Long term rentals offer lower yields, typically 3% to 5% gross, but with far less management overhead, no licensing requirement, and consistent income. The long stay rental market in Cyprus has expanded as remote workers and semi retirees seek extended winter escapes. A furnished two bedroom apartment in Chlorakas or Paphos town renting for €700 to €900 per month to a long term tenant may deliver a better net return than the same apartment achieving €80 per night but sitting empty for four months of the year.
Property management companies in Paphos charge 15% to 25% of gross rental income for short term management or 8% to 12% for long term tenancy management. Vet your management company as carefully as you vetted the property itself. Ask for references from existing clients, check their CTO licence, and review their standard management agreement before signing.
The strongest rental strategy for most Paphos buyers combines both approaches: short term lets from May through October, a block of personal use in shoulder season, and a long term winter let from November through March.
Who This Market Suits, and Mistakes to Avoid
We see the same errors repeated across dozens of transactions each year, and most stem from the same root cause: buying based on emotion rather than research.
Using the developer’s recommended lawyer removes your independent safeguard. The developer offers their legal team “to simplify things,” but the simplification benefits the developer, not you. Engage your own advocate. Skipping the title deed check, underestimating total costs (which can add 8% to 15% to the headline price), and choosing a location based solely on a summer visit all rank among the most costly and most preventable mistakes.
A buyer who fell in love with a hillside villa in July should return in January, when the nearest supermarket requires a 25 minute drive along unlit roads and the social infrastructure thins considerably. The property that performs beautifully as a holiday memory does not always perform well as a year round investment.

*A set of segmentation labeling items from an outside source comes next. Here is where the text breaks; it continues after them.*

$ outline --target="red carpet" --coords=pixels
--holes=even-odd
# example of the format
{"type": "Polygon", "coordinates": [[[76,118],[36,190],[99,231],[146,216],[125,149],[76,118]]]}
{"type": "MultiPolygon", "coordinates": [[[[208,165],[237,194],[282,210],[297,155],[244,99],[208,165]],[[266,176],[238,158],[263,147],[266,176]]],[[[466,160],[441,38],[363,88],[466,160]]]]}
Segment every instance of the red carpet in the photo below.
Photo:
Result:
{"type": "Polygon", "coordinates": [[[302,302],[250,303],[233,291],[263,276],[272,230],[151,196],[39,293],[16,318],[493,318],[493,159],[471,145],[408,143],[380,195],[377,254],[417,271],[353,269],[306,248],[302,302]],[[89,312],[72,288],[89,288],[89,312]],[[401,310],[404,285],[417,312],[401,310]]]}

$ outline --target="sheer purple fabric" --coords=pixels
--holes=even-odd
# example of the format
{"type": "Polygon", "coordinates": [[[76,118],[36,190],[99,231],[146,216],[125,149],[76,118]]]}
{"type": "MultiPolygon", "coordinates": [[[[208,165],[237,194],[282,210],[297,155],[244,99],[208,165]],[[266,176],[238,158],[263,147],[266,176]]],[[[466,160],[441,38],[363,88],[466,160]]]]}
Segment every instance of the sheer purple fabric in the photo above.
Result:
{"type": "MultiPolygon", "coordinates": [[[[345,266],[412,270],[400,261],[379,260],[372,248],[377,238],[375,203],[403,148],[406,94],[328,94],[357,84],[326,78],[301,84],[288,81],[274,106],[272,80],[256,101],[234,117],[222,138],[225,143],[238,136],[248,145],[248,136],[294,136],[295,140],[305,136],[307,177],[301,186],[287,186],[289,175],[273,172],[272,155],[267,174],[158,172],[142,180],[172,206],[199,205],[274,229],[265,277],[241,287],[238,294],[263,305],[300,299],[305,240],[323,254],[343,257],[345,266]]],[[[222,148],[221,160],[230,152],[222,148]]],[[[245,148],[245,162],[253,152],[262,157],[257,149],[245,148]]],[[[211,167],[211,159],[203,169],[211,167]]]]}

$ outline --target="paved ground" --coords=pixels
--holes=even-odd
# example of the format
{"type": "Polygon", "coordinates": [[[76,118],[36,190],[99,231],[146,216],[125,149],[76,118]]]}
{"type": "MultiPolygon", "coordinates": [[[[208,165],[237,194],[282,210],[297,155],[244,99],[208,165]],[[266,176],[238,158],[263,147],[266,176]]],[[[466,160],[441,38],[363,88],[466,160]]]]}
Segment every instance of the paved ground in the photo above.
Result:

Paphos works for a specific kind of buyer, and being honest about who it doesn’t suit matters just as much as promoting its strengths. Buyers seeking nightlife, high rise urban energy, or a property to flip within 18 months will find Limassol a better fit. Paphos also isn’t ideal if you need year round direct flights from a single non hub airport; while connectivity has improved dramatically, winter route reductions still affect some departure cities.
Where Paphos excels is the mid range, lifestyle driven purchase. A retired couple from the UK spending €250,000 on a two bedroom apartment in Chlorakas with a managed rental arrangement will likely see 4% to 6% net yields while retaining six weeks of personal use per year. A German remote worker buying a renovated town centre flat for €180,000 gets EU residency rights, a cost of living roughly a third below Munich, and an asset in an appreciating market. Families relocating for international schooling find a functioning community rather than a resort.
The practical next steps are straightforward. Visit Paphos for a week, staying in your target area rather than a resort. Meet a local lawyer and at least two independent estate agents. Review the full Cyprus property buying guide to understand the national context. Run the numbers honestly, including every cost outlined above.
Paphos airport added 14 new routes in 2025, with six more confirmed for summer 2026. Demand from relocating professionals continues to grow at roughly 12% year on year. Structural undersupply of quality housing in the district, particularly in the town centre and the Aphrodite Hills corridor, shows no sign of easing before 2028 at the earliest. Those three data points, taken together, explain why we consider current pricing a window rather than a floor.